Ermeniler ile sıfır sorunlu, var olan bir devlet ilişkisi içinde ilişki kurmak zorundayız. Ama yan tarafında Azeriler... Onları da yok sayamayız, onlar da komşumuz... Komşular arası ilişki bizim sınır ilişkimizi belirler konumda... Bu sorunu nasıl ortadan kaldıracağız? Çünkü yurtseverlik içinde; komşular ile sıfır sorun ve hatta sınırların ortadan kalmasını savunmak var... Karşılıklı gidiş gelişlerde ve çalışma ve de yaşama hakkı konusunda tüm bireyler karşılıklı olarak hakka sahip olmak zorunda...

Bulgar sorunu ve de Yunan sorunu var... Her iki sorun üzeri tozlanmış rafta duruyor ama bugün yaşadığımız tüm tepkilerin ve reflekslerin temelinde Bulgar sorunu yatıyor dersem?
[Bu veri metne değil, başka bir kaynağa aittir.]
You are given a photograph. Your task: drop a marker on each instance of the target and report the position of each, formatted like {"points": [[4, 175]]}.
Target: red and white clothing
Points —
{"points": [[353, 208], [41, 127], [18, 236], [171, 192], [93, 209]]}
Çünkü henüz yüzleşilememiş ve tartışılamamış bir Bulgar sorunu varlığını alttan alta yaşamaya devam ediyor. Birçoğumuz ‘İttihatçı Refleks’ diyor ama bu refleksin kaynağı Bulgar sorununda yatıyor... o Dönemde yaşanan olaylar ve büyük balkan göçü, yenilginin getirmiş olduğu travma… O travma İttihatçı bir yapıyı ortaya çıkardığı gerçeğini unutmayalım!

Solcular yukarıda anlattığım sorunlar içinde kendisini tanımlamak zorunda...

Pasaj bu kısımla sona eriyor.